I nod. “Anyway, I want to go for a walk with him.”

“You know the rules, Marta,” Dava replies. “Residents are not permitted off the palace grounds.”

“I know. But I was hoping you could make an exception, just this once. Please.”

Dava hesitates. “Curfew is in less than an hour.”

“I was hoping you could sign me in at bed check.” Dava frowns and I can tell that I am pressing my luck.

Rose reaches up, touches Dava’s arm. “Let her go, Dava. For me.”

Dava looks slowly from me to Rose, then back again. She reaches into her pocket and pulls out a piece of paper and a pencil. “Take this pass in case anyone questions your being off grounds,” she says, scribbling something on the paper before handing it to me. “But I want you back by midnight and not a minute longer.”

“I will be. Thank you.” I lean down and kiss Rose on the cheek. “And thank you,” I whisper. “But if you aren’t feeling well …”

“I’m fine,” Rose replies softly. “And I’m really happy for you, Marta.”

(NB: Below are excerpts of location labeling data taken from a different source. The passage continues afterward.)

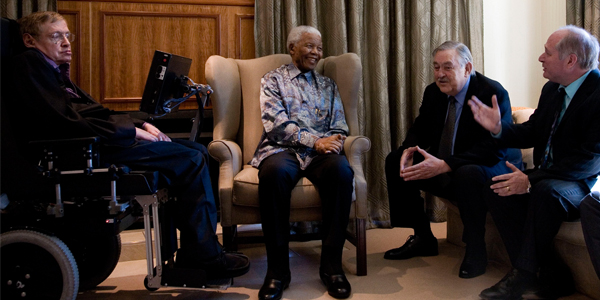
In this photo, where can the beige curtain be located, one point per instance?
(15, 9)
(394, 40)
(585, 14)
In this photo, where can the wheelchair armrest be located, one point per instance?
(68, 154)
(67, 142)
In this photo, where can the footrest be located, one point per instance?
(192, 278)
(219, 284)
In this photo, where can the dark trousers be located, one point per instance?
(463, 187)
(528, 223)
(278, 175)
(590, 221)
(183, 166)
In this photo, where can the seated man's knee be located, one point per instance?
(470, 172)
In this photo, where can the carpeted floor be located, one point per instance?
(421, 278)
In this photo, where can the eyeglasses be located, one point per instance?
(58, 37)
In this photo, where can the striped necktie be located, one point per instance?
(445, 149)
(560, 104)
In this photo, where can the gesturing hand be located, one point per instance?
(330, 144)
(514, 183)
(142, 134)
(487, 117)
(430, 167)
(155, 132)
(407, 158)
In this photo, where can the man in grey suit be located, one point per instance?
(529, 208)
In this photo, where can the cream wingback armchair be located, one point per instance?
(237, 131)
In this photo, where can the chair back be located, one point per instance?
(236, 98)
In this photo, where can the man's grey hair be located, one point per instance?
(464, 54)
(581, 43)
(297, 32)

I race out of the ward and back through the foyer. When I reach the patio, I stop. The spot where Paul sat minutes earlier is deserted. He’s gone, I think. My heart sinks. Perhaps he became tired of waiting for me and went after the other soldiers into town. Hurriedly, I scan the banks. Paul is standing farther to the right along the edge of the lake, head down, back to me, his broad shoulders silhouetted against the last rays of the setting sun. Studying the way his torso tapers to his narrow hips, I feel a tightness in my chest, strong and sudden. I have never felt this way before, not even with Jacob. Easy, I think. It is just a walk, something for him to do while he waits to leave again. I force myself to breathe slowly, struggling to regain my composure.